The same thing happens in your Saccheri quadrilateral. Make a Saccheri quadrilateral with a 100º pole angle, then lower its “top” side closer and closer to the equator. Its summit angles then get as close to 90º as you please (since the “top” side acts more and more like the equator; or if you prefer, its area goes to 0, and so its angle sum goes to a Euclidean 360º). And presto—an example of a Saccheri quadrilateral on a sphere whose exterior green angle is greater than its summit orange angles.

A final note: Euclid’s proof of the weak exterior angle theorem fails on a sphere because he uses his second postulate—that any straight line can be extend indefinitely—to determine a point outside of the given triangle. But on a sphere, extending this line in this fashion doesn’t necessarily give a point outside of the triangle, because the line could wrap all of the way around the sphere and back into the triangle!
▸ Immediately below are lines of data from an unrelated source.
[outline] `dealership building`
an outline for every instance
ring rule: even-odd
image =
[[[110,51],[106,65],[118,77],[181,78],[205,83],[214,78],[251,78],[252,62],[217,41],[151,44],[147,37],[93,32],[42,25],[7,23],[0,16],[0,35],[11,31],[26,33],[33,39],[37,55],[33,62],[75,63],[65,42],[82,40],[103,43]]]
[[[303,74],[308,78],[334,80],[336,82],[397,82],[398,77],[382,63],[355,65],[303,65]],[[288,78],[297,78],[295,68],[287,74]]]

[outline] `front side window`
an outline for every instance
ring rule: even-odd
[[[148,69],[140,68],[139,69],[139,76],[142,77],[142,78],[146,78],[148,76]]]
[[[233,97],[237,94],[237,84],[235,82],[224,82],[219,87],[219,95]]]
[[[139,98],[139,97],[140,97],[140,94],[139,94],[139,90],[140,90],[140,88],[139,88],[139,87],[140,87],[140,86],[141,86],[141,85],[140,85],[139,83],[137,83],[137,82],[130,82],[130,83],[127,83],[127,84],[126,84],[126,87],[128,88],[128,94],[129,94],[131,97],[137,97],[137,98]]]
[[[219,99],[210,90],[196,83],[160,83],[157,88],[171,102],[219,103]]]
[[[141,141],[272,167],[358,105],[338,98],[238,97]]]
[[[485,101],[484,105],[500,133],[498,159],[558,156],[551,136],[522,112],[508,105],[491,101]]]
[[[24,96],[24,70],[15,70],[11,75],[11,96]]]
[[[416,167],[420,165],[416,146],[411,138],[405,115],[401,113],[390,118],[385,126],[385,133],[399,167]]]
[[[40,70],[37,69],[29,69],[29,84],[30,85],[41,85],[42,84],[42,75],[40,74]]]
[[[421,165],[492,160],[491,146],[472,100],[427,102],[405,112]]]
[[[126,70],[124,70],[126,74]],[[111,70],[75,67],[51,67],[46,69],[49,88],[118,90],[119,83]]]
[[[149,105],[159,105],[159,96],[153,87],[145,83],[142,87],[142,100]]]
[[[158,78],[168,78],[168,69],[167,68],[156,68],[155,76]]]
I hope that’s useful. Happy non-Euclideaning!

So I didn’t catch onto your question quite right, but the thrust of my argument still holds: if you make the pole angle obtuse, the green angle can get as close to equalling that obtuse angle as you please, and the orange summit angles can get as close to right as you please by pushing the quadrilateral’s top toward the equator.

Justin-

Thanks for the well-articulated (and cited!) reply. I think I understand your argument, but I don’t think it speaks exactly to what I’m trying to show (probably because there is some information and context that hasn’t been provided in this particular problem).

I’m not looking to prove the exterior angle theorem here. This is part of the proof that, in a Saccheri quadrilateral with unequal legs, the longer side is opposite the larger angle.

The green angle is part of the original biperpendicular quadrilateral with distinct legs, and the leg to the green angle is the longer leg. We’re trying to prove that the green angle is the smaller of the two original summit angles. This seems to rely on the fact that the green angle is indeed less than the orange angle, which is the summit angle of a Saccheri quadrilateral constructed inside the original biperpendicular quadrilateral.

Hopefully that clears things up. But I’m still not sure (a) how to prove it, or (b) if it’s true!